Visual source: Newseum
Clinton era Assistant Defense Secretary Joseph Nye is no fan of Julian Assange, but he's unpersuaded by the U.S. approach regarding him:
One-third of the world’s population is now online. As we are seeing in the Middle East, this fact is changing global politics. An information revolution is shifting power away from states. US secretary of state Hillary Clinton has called for “a serious conversation about the principles that will guide us” in such a world. She says she backs the “freedom to connect” for people everywhere, and calls on others in the Middle East and Asia to follow. But if she believes this, why is the US trying to prosecute WikiLeaks founder Julian Assange? …
Instead, we should learn from more advanced approaches, in banks and other companies, to develop systems that classify less and protect data better. Better procedures should also be developed for dealing with things that are likely to be leaked, and how in turn this relates to our laws and to principles we are trying to establish for the internet.
Amy Davidson takes some gentle pokes at Rep. Peter King, when she should have kicked his ass.
Eugene Robinson does kick his ass, starting with this paragraph, and then cranking it up:
"There is nothing radical or un-American in holding these hearings," Rep. Peter King (R-N.Y.) claimed Thursday as he launched his McCarthyite probe of American Muslims. He could not have been more wrong.

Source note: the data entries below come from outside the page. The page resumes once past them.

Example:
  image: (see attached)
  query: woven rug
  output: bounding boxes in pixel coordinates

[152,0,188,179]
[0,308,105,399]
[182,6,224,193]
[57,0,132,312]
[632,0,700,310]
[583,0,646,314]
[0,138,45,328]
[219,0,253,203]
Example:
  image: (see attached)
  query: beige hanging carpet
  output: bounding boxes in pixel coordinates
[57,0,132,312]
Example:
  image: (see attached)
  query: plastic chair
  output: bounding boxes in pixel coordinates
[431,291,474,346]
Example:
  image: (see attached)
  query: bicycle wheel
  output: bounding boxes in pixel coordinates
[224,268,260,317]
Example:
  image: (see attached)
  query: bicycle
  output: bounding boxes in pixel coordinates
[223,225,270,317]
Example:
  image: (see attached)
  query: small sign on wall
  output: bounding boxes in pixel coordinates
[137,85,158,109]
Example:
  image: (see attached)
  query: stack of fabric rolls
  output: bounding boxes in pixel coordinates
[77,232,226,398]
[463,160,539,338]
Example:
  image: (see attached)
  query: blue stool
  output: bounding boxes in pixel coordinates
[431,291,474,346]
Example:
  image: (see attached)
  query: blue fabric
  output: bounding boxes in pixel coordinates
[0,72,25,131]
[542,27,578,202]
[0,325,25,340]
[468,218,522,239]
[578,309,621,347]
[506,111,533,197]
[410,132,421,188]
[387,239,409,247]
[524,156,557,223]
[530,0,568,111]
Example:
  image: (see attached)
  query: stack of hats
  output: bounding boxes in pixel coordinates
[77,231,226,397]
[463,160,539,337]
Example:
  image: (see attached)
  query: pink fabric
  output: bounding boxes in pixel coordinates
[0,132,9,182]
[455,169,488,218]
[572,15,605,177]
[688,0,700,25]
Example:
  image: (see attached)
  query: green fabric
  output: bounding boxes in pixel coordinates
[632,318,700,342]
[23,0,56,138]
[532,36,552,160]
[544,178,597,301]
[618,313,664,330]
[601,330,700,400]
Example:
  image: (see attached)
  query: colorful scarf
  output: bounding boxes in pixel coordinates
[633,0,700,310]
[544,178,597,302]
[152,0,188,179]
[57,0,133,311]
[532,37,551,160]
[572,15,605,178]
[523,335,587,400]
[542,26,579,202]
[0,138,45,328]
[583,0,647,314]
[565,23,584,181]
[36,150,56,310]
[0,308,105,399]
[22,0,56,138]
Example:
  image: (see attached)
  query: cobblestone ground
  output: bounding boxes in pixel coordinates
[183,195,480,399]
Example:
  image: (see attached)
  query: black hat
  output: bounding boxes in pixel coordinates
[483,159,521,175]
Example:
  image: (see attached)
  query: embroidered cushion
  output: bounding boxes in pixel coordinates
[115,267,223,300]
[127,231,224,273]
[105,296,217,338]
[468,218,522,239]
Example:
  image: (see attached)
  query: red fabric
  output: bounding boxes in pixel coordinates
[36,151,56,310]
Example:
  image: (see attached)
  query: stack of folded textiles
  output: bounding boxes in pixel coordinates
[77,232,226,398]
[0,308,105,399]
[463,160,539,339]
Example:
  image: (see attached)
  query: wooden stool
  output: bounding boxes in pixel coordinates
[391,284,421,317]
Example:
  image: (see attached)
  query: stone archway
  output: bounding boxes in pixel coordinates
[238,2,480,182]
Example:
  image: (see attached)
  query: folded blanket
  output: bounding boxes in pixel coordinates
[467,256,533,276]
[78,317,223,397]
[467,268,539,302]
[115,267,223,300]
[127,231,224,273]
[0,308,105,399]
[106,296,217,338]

If King is looking for threats to our freedoms and values, a mirror would be the place to start
And Mike Littwin mopped up the Irish Republican Army supporter:
King told The Times that he understood "why people who are misinformed might see a parallel" between the IRA and al-Qaeda. "The fact is," he said, "the IRA never attacked the United States. And my loyalty is to the United States."
But a piece in Salon recalls the 1983 Christmas-season Harrods bombing, in which six people were killed, including an American, Kenneth Salvesan, 28, a business consultant from Chicago. Eighty-four were wounded that day. And King, it's fair to say, didn't go to help find the killers.

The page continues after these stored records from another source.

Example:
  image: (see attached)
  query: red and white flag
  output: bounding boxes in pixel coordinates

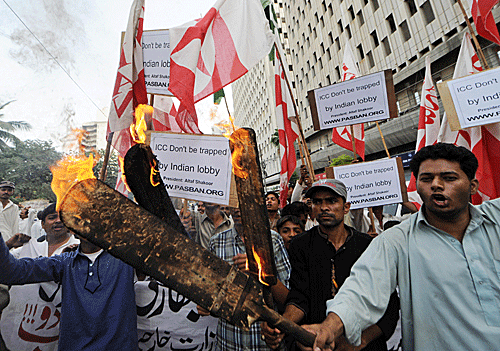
[438,33,500,203]
[152,97,183,133]
[107,0,147,136]
[471,0,500,46]
[275,48,299,207]
[331,41,365,159]
[169,0,274,130]
[407,56,440,209]
[106,0,147,196]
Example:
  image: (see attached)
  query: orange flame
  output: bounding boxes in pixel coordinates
[214,115,250,179]
[51,129,100,210]
[252,246,270,286]
[150,159,160,187]
[50,154,97,211]
[118,156,131,192]
[229,128,250,179]
[130,104,154,144]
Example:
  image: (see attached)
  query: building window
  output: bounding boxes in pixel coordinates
[338,19,344,32]
[348,6,355,21]
[405,0,417,16]
[386,14,397,33]
[328,32,334,45]
[371,0,379,11]
[326,47,331,60]
[346,24,352,38]
[371,30,379,47]
[336,37,341,50]
[382,37,391,55]
[357,44,365,60]
[367,51,375,68]
[421,1,436,24]
[335,66,341,81]
[400,20,411,41]
[358,10,365,26]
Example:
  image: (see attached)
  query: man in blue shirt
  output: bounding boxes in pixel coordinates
[0,208,137,351]
[306,143,500,351]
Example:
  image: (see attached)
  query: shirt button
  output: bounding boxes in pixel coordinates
[89,272,93,276]
[478,281,483,285]
[451,239,456,243]
[89,263,93,267]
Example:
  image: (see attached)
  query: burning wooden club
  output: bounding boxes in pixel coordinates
[229,128,277,309]
[58,178,315,346]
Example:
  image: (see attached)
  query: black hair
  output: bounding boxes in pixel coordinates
[281,202,308,217]
[276,215,304,233]
[39,203,57,223]
[265,191,280,203]
[409,143,478,180]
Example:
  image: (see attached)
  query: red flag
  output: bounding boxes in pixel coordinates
[169,0,274,131]
[331,41,365,159]
[438,33,500,203]
[106,0,147,196]
[407,56,440,209]
[471,0,500,45]
[107,0,147,136]
[275,49,299,207]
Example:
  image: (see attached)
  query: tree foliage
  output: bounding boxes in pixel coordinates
[0,140,62,202]
[270,128,279,147]
[92,149,119,189]
[329,154,355,167]
[0,101,32,151]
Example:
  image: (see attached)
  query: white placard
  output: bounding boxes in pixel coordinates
[333,158,402,209]
[150,133,232,205]
[142,30,173,96]
[447,66,500,128]
[314,71,391,129]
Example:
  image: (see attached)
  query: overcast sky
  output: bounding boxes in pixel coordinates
[0,0,232,148]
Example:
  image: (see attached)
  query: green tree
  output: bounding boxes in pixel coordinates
[0,139,62,202]
[271,128,279,147]
[92,149,119,189]
[329,154,355,167]
[0,101,32,150]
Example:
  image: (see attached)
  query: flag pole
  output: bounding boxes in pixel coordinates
[99,132,114,181]
[349,125,357,159]
[376,122,391,158]
[457,0,490,69]
[274,42,315,178]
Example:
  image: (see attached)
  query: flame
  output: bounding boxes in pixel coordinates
[150,158,160,187]
[229,128,250,179]
[130,104,154,143]
[51,129,100,210]
[252,246,270,286]
[51,153,97,211]
[118,156,131,192]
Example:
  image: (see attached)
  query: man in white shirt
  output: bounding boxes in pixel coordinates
[0,181,20,242]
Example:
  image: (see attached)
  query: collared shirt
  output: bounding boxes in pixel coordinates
[286,226,398,351]
[327,198,500,350]
[195,211,233,249]
[0,237,137,351]
[209,228,291,351]
[0,200,19,241]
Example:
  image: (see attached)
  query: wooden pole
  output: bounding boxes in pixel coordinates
[349,125,357,159]
[457,0,490,69]
[274,42,315,178]
[376,122,391,158]
[99,132,114,181]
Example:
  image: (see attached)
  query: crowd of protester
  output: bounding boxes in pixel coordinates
[0,143,499,350]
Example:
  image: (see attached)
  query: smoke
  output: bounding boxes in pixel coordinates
[49,102,78,150]
[8,0,85,72]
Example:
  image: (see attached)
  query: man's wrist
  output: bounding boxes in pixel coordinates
[323,312,345,341]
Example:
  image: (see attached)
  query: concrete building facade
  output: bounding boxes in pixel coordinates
[232,0,500,186]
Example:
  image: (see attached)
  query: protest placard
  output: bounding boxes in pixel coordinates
[148,132,233,205]
[308,70,398,130]
[437,66,500,130]
[330,158,407,209]
[142,29,172,96]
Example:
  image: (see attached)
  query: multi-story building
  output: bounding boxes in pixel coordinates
[81,121,108,152]
[233,0,500,186]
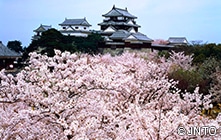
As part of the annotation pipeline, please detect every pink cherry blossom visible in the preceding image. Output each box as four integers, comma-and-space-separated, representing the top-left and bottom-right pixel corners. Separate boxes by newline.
0, 50, 218, 139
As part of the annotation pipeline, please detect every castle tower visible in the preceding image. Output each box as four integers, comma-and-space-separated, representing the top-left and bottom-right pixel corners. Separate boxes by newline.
98, 5, 152, 50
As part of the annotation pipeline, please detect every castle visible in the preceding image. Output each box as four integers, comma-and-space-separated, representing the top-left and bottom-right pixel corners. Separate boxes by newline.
33, 5, 182, 52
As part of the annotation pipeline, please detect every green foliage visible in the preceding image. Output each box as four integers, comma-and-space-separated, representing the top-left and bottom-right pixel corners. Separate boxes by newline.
168, 57, 221, 96
193, 53, 206, 64
70, 33, 103, 54
170, 44, 221, 104
24, 29, 64, 58
158, 50, 170, 58
24, 29, 103, 60
170, 45, 194, 56
168, 68, 210, 94
197, 57, 221, 79
192, 43, 221, 64
7, 40, 23, 53
170, 43, 221, 64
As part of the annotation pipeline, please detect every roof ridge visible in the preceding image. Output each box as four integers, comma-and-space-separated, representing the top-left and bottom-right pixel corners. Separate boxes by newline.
65, 18, 85, 20
65, 18, 87, 24
41, 24, 51, 27
114, 7, 127, 11
59, 18, 91, 26
103, 6, 137, 18
169, 37, 186, 39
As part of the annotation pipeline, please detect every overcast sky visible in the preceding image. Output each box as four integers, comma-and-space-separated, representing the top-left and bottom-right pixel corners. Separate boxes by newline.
0, 0, 221, 47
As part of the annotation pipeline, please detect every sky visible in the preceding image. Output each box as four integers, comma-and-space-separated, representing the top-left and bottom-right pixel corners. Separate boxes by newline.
0, 0, 221, 47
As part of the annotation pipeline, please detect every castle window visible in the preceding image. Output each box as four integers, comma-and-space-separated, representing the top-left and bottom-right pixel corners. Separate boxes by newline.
104, 17, 110, 21
63, 26, 66, 29
75, 27, 79, 29
117, 17, 124, 20
84, 27, 87, 30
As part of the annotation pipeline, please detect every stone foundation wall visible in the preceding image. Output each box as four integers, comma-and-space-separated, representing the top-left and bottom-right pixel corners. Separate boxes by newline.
98, 47, 152, 56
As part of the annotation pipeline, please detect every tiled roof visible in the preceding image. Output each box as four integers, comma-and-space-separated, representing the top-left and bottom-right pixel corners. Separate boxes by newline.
133, 33, 152, 41
41, 25, 52, 30
126, 32, 153, 42
59, 18, 91, 26
103, 5, 137, 18
109, 30, 152, 42
98, 21, 140, 28
110, 30, 130, 40
0, 42, 21, 58
34, 24, 52, 32
168, 37, 188, 44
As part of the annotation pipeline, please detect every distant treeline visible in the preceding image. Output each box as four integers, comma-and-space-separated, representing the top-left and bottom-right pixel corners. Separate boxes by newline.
170, 43, 221, 64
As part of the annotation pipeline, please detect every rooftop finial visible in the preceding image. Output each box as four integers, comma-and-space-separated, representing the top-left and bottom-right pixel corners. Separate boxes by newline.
125, 7, 127, 11
113, 4, 115, 9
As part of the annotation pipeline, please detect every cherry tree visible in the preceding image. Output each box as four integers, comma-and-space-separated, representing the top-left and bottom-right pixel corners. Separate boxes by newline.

Personal experience tells Dave Weigel that, federal dollars or no, NPR will continue to be a Republican punching bag forever even if it becomes National Private Radio:
NPR is eternally apologizing for its liberal image, and it does so because it gets government funding. But would that change if the source of NPR's funding changed? No matter how NPR survives (and it's going to, even if [Sen. Jim] DeMint takes power in a coup tomorrow), it will owe some donor something. Its donors will be subject to public pressure. There will be critics who will attempt—and succeed—to discredit what it reports because of who funds it.
One of the best things about Paul Krugman is that he's a liberal who, unlike too many of the breed, isn't afraid to piss people off on his own side of the spectrum:
Health care is only one of the large and difficult problems America needs to deal with, ranging from infrastructure to climate change, all of which demand that we engage in a lot of hard thinking. Yet what we have instead is a political culture in which one side sneers at knowledge and exalts ignorance, while the other side hunkers down and pretends to halfway agree.

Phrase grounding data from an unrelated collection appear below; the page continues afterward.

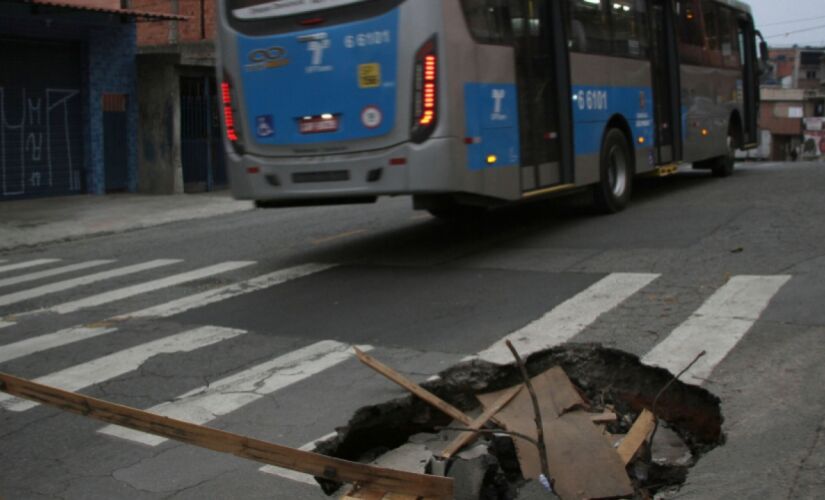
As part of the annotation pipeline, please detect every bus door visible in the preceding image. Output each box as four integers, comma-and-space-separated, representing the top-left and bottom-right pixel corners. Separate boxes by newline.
738, 17, 759, 147
650, 0, 682, 163
511, 0, 573, 192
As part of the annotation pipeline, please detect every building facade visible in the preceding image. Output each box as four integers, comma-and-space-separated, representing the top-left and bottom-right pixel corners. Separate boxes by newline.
131, 0, 225, 194
747, 47, 825, 161
0, 0, 181, 201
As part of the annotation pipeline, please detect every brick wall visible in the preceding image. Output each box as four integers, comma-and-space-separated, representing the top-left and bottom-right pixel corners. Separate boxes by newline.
133, 0, 217, 46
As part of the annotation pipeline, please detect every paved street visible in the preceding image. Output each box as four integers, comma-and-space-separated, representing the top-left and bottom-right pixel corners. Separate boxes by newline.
1, 161, 824, 499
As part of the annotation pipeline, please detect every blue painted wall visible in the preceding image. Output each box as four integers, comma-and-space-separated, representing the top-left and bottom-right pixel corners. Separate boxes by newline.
0, 6, 138, 197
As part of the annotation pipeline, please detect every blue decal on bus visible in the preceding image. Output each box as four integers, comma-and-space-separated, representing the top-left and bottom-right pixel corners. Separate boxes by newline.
236, 8, 399, 145
464, 83, 521, 171
571, 86, 655, 156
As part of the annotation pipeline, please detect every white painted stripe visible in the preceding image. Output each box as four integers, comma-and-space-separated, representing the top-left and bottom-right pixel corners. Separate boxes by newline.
476, 273, 660, 364
0, 325, 118, 365
0, 320, 13, 329
0, 259, 61, 275
116, 263, 336, 320
0, 259, 181, 308
0, 260, 115, 289
99, 341, 371, 446
642, 275, 791, 384
49, 261, 255, 314
0, 326, 247, 412
259, 432, 338, 485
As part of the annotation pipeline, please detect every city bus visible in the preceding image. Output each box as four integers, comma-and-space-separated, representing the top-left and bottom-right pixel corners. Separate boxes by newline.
217, 0, 767, 216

A Los Angeles Times Editorial calls Secure Communities, which was designed to track and deport violent criminals who aren't citizens, a major flop that has diverted state and local police from what they should be doing. Sixty percent of the 87,534 immigrants deported were guilty of minor or no crimes.
William Rivers Pitt:
On this day, it behooves us to remember the words of Martin Niemoller.
"First they came for the communists," he wrote, "and I didn't speak out because I wasn't a communist. Then they came for the trade unionists, and I didn't speak out because I wasn't a trade unionist. Then they came for the Jews, and I didn't speak out because I wasn't a Jew. Then they came for me and there was no one left to speak out for me."
I am a trade unionist, and yesterday in Wisconsin, they came for me. They came for you. They came for every working person in America, and their intent could not be more clear. Governor Scott Walker, along with the Koch Brothers and the right-wing radicals of the Republican Party, moved in darkness and with shameless deceit to gut the ability of dedicated laborers to bargain on an equal footing for the right to earn a living wage and to have access to decent health care.
Leonard C. Goodman says it's time American Jews who are Israel's true friends to stop supporting the American Israel Public Affairs Committee:
AIPAC is a victim of its own success. Its army of lobbyists, op-ed writers and big-money campaign donors have been rated above the National Rifle Association in effectiveness. It can get both Congress and the executive branch to blindly support Israel and shut down any debate that might expose the folly of that policy. The consequence is that the hardliners in Israel have been given the green light to colonize the West Bank and East Jerusalem, foreclosing the possibility of a settlement with the Palestinians, while the U.S. continues to talk about a “peace process” and a “two-state solution” but no one listens anymore to what we say.
Susan Nielsen argues unpersuasively that getting rid of the statute of limitations for all child sex abuse crimes—as some have proposed in Oregon (and elsewhere)—may do more harm than good.